La Procura della Repubblica
dell'Aquila ha impugnato la sentenza di primo grado con la quale
il Tribunale dell'Aquila, nel marzo dello scorso anno, ha
assolto con formula piena i vertici dirigenziali e tecnici di
Strada dei Parchi, società per azioni del gruppo industriale
abruzzese Toto, dall'accusa di mancata manutenzione dei pilastri
di ponti e viadotti del tratto aquilano delle autostrade A24 e
A25.
L'appello è stato depositato il 22 giugno 2023, con la
notifica ai difensori degli imputati avvenuta l'11 luglio 2023:
ci sarà quindi un nuovo processo in Corte d'appello, per il
quale, ad oggi, l'udienza non è stata ancora fissata.

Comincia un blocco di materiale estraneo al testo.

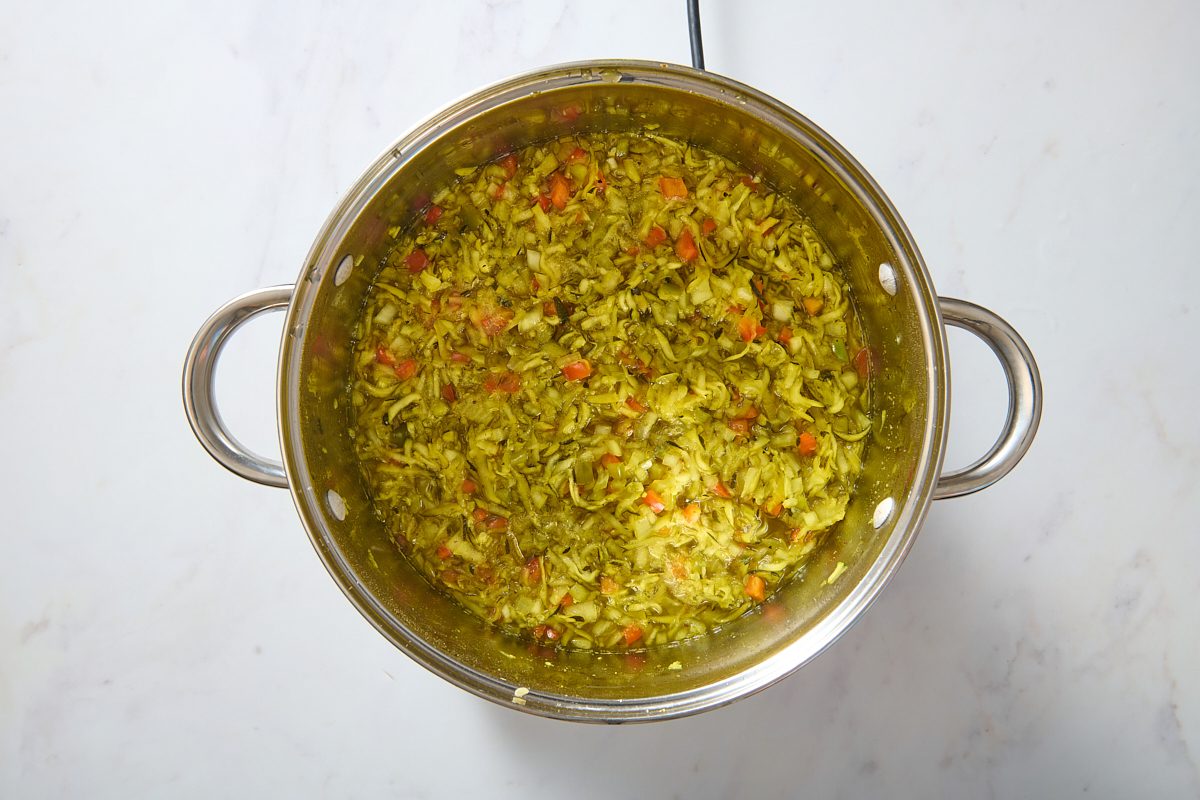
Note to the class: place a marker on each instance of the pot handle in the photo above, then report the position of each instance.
(1024, 398)
(199, 400)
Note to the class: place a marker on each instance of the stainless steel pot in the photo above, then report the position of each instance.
(903, 319)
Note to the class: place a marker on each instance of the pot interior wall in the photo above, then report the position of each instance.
(792, 157)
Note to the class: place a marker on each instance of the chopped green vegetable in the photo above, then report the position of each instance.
(603, 395)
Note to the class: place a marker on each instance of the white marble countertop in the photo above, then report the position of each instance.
(166, 630)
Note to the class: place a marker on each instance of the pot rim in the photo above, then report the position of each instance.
(324, 257)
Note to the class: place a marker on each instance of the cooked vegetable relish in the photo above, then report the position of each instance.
(609, 391)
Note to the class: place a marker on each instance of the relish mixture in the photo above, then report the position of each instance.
(609, 391)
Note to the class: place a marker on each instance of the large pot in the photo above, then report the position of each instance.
(903, 319)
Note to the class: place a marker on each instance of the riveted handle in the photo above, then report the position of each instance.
(199, 398)
(1024, 398)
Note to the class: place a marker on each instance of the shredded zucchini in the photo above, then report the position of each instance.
(601, 392)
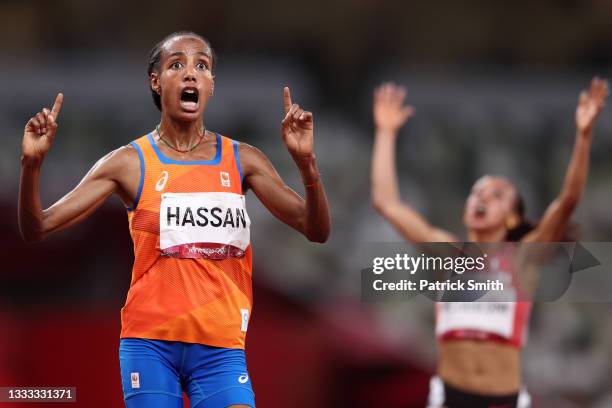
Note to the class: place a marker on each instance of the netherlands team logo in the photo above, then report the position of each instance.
(225, 181)
(161, 183)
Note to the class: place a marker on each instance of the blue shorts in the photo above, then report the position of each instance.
(154, 374)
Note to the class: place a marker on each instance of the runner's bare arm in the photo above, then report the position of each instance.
(554, 222)
(101, 181)
(311, 216)
(390, 115)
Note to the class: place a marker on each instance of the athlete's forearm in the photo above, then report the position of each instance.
(384, 174)
(31, 216)
(317, 219)
(577, 171)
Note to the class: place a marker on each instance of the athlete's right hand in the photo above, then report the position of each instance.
(390, 113)
(40, 131)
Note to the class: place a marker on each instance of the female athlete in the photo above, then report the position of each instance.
(479, 346)
(187, 310)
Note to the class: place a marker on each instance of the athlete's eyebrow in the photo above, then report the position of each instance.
(181, 53)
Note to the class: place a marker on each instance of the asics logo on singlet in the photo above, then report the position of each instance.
(161, 183)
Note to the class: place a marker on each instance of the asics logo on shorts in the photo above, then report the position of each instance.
(161, 183)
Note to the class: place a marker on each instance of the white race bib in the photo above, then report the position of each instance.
(211, 225)
(488, 317)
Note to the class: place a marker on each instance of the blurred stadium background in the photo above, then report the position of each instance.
(495, 87)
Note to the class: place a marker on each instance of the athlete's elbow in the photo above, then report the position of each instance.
(31, 236)
(318, 237)
(319, 233)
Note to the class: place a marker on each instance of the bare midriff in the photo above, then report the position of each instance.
(481, 367)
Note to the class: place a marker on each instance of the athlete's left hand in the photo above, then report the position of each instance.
(297, 129)
(590, 103)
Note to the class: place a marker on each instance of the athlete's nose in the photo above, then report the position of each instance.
(189, 74)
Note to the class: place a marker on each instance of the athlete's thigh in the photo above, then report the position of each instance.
(218, 378)
(153, 401)
(148, 377)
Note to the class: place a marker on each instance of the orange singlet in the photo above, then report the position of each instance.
(191, 279)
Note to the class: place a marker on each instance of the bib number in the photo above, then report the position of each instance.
(212, 225)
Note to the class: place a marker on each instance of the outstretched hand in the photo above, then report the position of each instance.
(590, 104)
(40, 131)
(297, 128)
(390, 113)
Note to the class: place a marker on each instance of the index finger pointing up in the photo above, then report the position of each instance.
(57, 106)
(287, 99)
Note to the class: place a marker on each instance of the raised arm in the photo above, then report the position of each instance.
(554, 222)
(390, 114)
(310, 216)
(101, 181)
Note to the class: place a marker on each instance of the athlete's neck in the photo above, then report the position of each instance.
(182, 135)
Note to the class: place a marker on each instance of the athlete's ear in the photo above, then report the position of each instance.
(154, 80)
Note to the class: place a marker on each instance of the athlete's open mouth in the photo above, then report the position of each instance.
(481, 210)
(189, 95)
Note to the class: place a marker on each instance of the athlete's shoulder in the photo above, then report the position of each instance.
(117, 162)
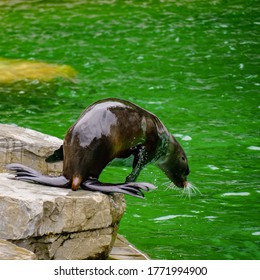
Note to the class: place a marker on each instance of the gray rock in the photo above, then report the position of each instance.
(54, 223)
(29, 147)
(9, 251)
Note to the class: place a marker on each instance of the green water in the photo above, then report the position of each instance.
(195, 64)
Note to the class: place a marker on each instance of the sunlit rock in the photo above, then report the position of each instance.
(29, 147)
(15, 70)
(9, 251)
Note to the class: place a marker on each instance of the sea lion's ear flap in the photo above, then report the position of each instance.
(56, 156)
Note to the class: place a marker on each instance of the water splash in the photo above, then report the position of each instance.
(188, 191)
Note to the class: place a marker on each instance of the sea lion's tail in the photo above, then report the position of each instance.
(132, 188)
(28, 174)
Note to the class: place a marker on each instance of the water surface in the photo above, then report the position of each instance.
(195, 64)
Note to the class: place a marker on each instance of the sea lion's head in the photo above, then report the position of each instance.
(175, 164)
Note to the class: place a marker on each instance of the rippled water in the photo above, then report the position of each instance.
(195, 64)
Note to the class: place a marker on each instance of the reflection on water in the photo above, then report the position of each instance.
(192, 63)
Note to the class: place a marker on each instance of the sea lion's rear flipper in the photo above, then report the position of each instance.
(28, 174)
(133, 189)
(56, 156)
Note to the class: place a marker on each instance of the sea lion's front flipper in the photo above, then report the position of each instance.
(28, 174)
(133, 189)
(56, 156)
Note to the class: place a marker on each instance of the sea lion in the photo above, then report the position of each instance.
(108, 129)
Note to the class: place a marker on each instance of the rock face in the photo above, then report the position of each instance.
(9, 251)
(29, 147)
(54, 223)
(58, 223)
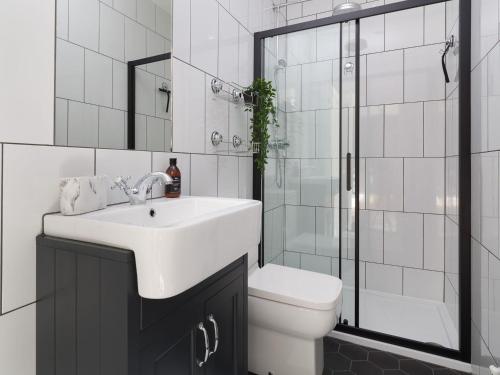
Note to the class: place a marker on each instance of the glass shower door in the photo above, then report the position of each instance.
(304, 224)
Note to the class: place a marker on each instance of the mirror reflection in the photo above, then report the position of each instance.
(113, 74)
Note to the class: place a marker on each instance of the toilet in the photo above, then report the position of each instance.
(289, 313)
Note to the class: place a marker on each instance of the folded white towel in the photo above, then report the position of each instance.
(79, 195)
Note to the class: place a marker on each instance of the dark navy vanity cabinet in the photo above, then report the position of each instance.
(92, 321)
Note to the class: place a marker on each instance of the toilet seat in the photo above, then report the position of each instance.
(295, 287)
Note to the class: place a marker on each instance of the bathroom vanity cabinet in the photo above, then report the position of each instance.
(91, 319)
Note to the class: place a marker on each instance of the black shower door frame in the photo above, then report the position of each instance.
(464, 351)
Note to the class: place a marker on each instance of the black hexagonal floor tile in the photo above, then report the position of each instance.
(414, 367)
(384, 360)
(365, 368)
(330, 345)
(336, 361)
(354, 352)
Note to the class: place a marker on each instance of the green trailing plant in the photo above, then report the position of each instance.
(263, 116)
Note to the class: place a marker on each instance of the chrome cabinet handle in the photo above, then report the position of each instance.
(212, 320)
(202, 328)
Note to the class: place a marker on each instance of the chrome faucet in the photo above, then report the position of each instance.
(139, 192)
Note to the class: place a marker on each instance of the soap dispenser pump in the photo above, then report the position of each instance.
(173, 190)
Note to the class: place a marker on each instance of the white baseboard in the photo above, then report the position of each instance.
(410, 353)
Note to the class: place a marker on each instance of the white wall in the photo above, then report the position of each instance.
(30, 173)
(27, 71)
(485, 144)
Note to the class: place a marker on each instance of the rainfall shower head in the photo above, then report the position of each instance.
(281, 64)
(348, 6)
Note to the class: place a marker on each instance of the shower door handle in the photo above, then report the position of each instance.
(348, 172)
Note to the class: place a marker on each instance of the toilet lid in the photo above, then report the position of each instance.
(295, 287)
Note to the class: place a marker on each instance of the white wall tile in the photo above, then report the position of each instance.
(434, 128)
(274, 195)
(114, 163)
(327, 134)
(372, 30)
(300, 229)
(164, 20)
(435, 23)
(70, 62)
(228, 47)
(293, 98)
(404, 130)
(204, 35)
(83, 125)
(18, 341)
(204, 175)
(424, 185)
(490, 201)
(47, 165)
(327, 231)
(385, 78)
(485, 28)
(188, 108)
(423, 284)
(371, 238)
(119, 85)
(316, 182)
(84, 23)
(479, 107)
(316, 263)
(328, 42)
(493, 98)
(112, 33)
(62, 18)
(135, 40)
(384, 184)
(238, 125)
(245, 57)
(300, 134)
(434, 242)
(98, 79)
(371, 122)
(404, 29)
(245, 179)
(111, 128)
(239, 9)
(292, 181)
(61, 122)
(228, 177)
(146, 13)
(216, 118)
(301, 47)
(181, 48)
(384, 278)
(161, 162)
(127, 7)
(403, 239)
(424, 78)
(317, 89)
(27, 74)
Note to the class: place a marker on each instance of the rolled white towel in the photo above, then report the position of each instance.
(79, 195)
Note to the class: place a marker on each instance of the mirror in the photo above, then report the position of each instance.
(113, 74)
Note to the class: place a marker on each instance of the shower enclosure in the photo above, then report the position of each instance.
(368, 176)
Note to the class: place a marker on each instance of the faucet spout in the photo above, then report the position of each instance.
(138, 194)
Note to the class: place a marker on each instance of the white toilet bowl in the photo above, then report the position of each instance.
(289, 312)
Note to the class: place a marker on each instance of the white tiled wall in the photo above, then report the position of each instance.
(30, 173)
(403, 126)
(485, 185)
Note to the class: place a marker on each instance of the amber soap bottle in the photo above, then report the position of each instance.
(173, 190)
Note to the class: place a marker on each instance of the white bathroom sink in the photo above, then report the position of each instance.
(182, 243)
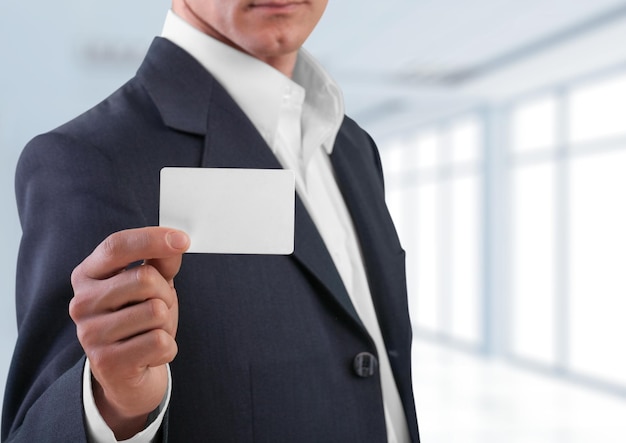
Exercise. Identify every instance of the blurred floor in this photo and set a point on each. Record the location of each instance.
(464, 398)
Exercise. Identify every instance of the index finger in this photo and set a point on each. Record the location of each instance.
(122, 248)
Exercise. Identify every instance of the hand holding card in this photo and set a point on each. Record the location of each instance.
(230, 211)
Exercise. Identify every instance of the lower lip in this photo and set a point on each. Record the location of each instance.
(276, 8)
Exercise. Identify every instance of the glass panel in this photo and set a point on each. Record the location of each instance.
(397, 157)
(428, 145)
(598, 111)
(533, 125)
(465, 138)
(532, 284)
(428, 293)
(466, 259)
(598, 265)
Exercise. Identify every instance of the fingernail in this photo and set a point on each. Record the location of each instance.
(177, 240)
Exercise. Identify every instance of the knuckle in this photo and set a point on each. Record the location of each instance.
(146, 275)
(160, 339)
(112, 245)
(159, 310)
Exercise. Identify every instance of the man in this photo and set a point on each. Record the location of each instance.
(313, 347)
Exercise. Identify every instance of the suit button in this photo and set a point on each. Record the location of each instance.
(365, 364)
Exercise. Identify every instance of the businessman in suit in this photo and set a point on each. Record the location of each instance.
(312, 347)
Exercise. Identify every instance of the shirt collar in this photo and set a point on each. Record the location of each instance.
(258, 88)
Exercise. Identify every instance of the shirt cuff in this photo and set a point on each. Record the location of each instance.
(97, 429)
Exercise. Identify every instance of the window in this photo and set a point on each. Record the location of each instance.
(436, 201)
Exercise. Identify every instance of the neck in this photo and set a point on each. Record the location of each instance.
(284, 63)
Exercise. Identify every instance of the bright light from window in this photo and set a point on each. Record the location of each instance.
(598, 265)
(466, 141)
(532, 282)
(428, 148)
(598, 111)
(533, 125)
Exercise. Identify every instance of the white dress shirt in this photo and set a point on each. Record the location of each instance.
(299, 119)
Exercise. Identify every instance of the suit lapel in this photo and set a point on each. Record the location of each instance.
(201, 106)
(361, 185)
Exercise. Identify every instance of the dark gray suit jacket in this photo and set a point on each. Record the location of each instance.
(266, 343)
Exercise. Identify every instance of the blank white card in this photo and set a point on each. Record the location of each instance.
(230, 211)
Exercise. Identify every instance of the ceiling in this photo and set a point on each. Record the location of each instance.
(406, 62)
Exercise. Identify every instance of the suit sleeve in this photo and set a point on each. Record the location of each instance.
(66, 195)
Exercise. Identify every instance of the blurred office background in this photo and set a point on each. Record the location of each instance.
(502, 128)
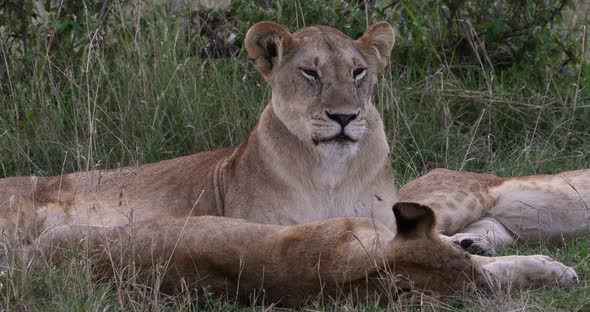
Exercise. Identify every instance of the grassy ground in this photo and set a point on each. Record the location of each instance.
(136, 96)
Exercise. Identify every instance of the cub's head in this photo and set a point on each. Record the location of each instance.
(321, 79)
(425, 262)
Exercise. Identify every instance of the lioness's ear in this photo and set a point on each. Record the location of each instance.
(379, 40)
(414, 220)
(266, 43)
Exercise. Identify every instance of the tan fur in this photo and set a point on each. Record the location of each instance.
(531, 208)
(336, 259)
(284, 173)
(301, 163)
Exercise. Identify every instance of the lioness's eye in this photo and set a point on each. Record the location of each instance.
(359, 73)
(310, 74)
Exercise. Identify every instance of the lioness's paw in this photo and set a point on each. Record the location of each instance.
(552, 272)
(474, 244)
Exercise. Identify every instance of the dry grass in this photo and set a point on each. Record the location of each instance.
(130, 95)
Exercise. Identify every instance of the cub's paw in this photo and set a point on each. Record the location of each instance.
(474, 244)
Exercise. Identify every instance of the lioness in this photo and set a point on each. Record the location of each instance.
(487, 211)
(318, 151)
(336, 259)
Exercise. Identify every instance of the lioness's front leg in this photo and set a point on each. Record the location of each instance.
(526, 271)
(482, 211)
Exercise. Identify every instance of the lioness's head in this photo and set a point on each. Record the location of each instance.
(321, 79)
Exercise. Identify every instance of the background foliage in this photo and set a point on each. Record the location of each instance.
(490, 86)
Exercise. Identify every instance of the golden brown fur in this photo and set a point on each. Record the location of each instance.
(291, 169)
(499, 211)
(318, 152)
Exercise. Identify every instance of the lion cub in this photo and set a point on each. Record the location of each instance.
(343, 258)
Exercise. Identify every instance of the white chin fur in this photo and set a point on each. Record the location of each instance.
(335, 151)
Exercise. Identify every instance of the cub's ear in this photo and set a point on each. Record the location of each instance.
(266, 43)
(379, 40)
(414, 220)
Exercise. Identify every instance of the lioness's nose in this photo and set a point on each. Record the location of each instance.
(342, 119)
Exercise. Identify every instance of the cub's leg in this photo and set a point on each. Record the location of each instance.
(460, 200)
(526, 271)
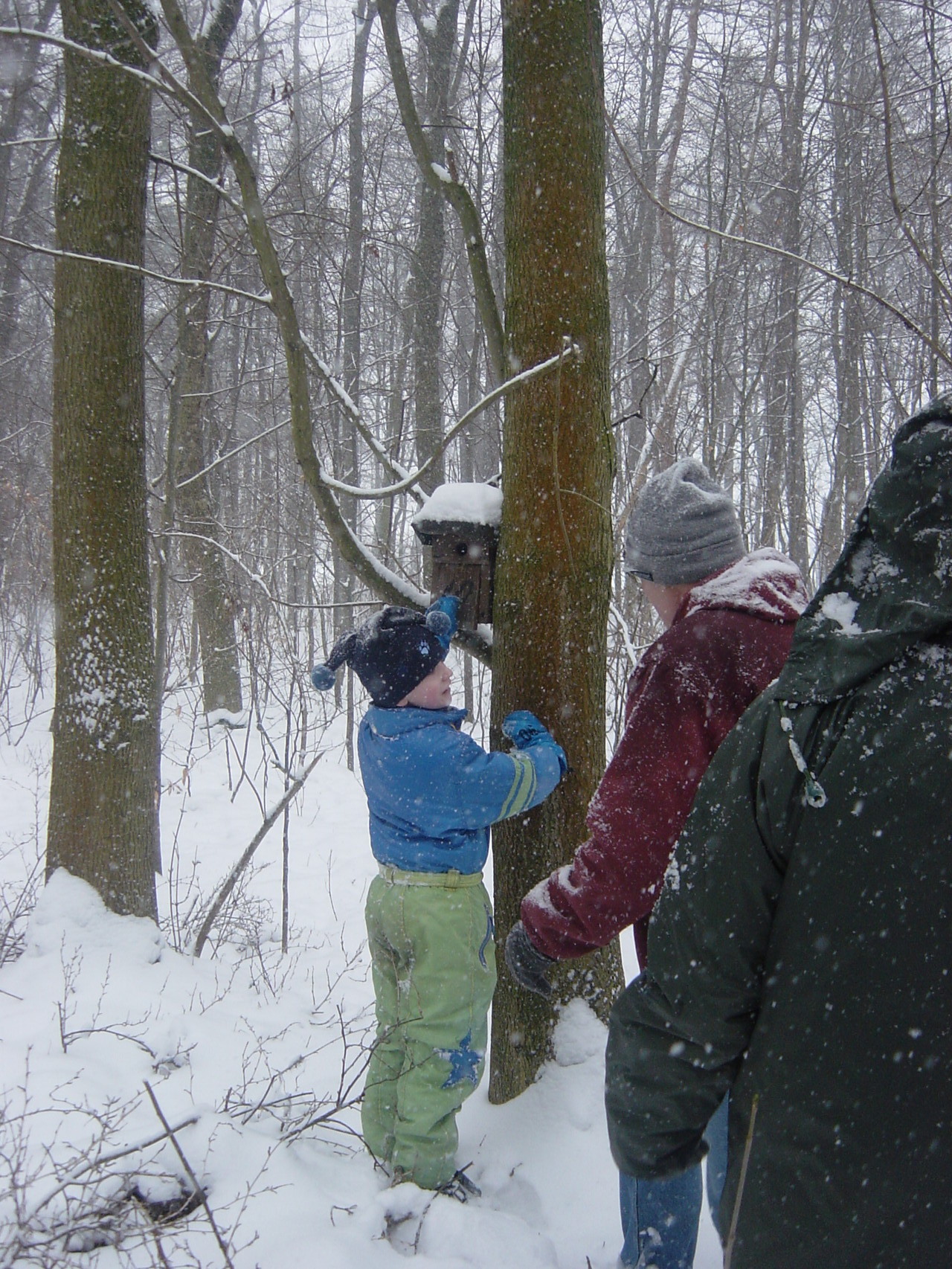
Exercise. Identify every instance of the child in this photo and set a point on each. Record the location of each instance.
(432, 794)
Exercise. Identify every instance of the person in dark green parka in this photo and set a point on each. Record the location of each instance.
(800, 954)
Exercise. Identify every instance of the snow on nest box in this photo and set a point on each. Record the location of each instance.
(460, 523)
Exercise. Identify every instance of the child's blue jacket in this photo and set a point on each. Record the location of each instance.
(433, 792)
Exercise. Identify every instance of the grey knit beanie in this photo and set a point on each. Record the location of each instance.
(684, 527)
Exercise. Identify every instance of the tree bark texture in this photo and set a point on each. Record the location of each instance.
(102, 797)
(555, 559)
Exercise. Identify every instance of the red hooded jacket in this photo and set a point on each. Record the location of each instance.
(729, 638)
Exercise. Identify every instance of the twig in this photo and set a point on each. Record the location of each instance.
(199, 1189)
(745, 1160)
(249, 850)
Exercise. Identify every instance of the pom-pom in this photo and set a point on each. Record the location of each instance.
(440, 622)
(323, 678)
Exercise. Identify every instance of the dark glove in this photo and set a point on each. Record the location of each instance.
(524, 730)
(442, 617)
(527, 965)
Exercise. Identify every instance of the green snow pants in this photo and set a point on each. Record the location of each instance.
(434, 971)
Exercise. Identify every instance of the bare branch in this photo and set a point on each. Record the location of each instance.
(740, 240)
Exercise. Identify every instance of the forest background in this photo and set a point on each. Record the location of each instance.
(777, 216)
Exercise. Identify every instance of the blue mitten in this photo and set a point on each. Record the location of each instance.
(524, 727)
(524, 730)
(442, 618)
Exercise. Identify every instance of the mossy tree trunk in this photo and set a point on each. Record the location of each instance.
(103, 792)
(555, 559)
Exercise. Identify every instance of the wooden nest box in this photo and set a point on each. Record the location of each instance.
(460, 524)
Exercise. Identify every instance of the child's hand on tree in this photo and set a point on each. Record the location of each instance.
(524, 730)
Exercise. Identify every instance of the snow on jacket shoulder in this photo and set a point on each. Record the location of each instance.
(800, 951)
(727, 641)
(433, 792)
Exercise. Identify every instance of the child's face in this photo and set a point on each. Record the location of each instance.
(434, 692)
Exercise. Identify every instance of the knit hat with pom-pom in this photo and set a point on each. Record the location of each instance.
(391, 652)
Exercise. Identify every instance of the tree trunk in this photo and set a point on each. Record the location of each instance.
(193, 505)
(102, 797)
(431, 248)
(555, 559)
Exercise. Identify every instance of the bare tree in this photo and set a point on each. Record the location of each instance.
(103, 794)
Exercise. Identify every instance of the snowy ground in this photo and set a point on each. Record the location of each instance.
(251, 1057)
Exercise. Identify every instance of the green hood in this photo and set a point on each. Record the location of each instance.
(892, 585)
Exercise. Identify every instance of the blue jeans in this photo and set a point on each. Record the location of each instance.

Da Strada
dei Parchi, di nuovo concessionaria delle due arterie laziali ed
abruzzesi dal primo gennaio scorso, nessun commento ufficiale
anche se dall'interno del sodalizio trapela un certo stupore la
diffusione di un fatto noto da mesi.
Parlano invece i legali: "Confidiamo come sempre nella
giustizia che ha già assolto i vertici di Sdp per ben due
volte". Nella sentenza dell'8 marzo dello scorso anno, i giudici
dell'Aquila avevano assolto con formula piena, "perché il fatto
non sussiste", l'imprenditore pescarese Carlo Toto, proprietario
della Toto Holding Spa, considerato dall'accusa amministratore
di fatto di Strada dei Parchi, l'allora amministratore delegato,
Cesare Ramadori, il direttore generale di esercizio, Igino Lai,
e Gianfranco Rapposelli, amministratore delegato di
Infraengineering Spa, società partecipata di Sdp, specializzata
nella progettazione.
La Spa è tornata a gestire le A24 e A25 dopo la revoca
anticipata in danno decisa nel luglio 2022 dal Consiglio dei
ministri a guida Draghi per gravi inadempienze che secondo il
ministero per le Infrastrutture e Trasporti avevano causato il
pericolo crollo di ponti e viadotti. Al termine di un maxi
contenzioso innescato dalle numerose impugnazioni presentate da
Sdp, che ha sempre respinto ogni addebito, al Tar, al Consiglio
di Stato e in sede civile, su volere dell'attuale governo, il
Parlamento ha abrogato la revoca e assegnato nuovamente, dopo un
anno e mezzo di gestione pubblica di Anas, la concessione al
privato. All'intesa si è giunti dopo che l'esecutivo ha
rischiato di essere condannato ad un mega risarcimento di oltre
2,6 miliardi di euro come indennizzo per la revoca anticipata ed
i danni per una decisione posta su basi non oggettive.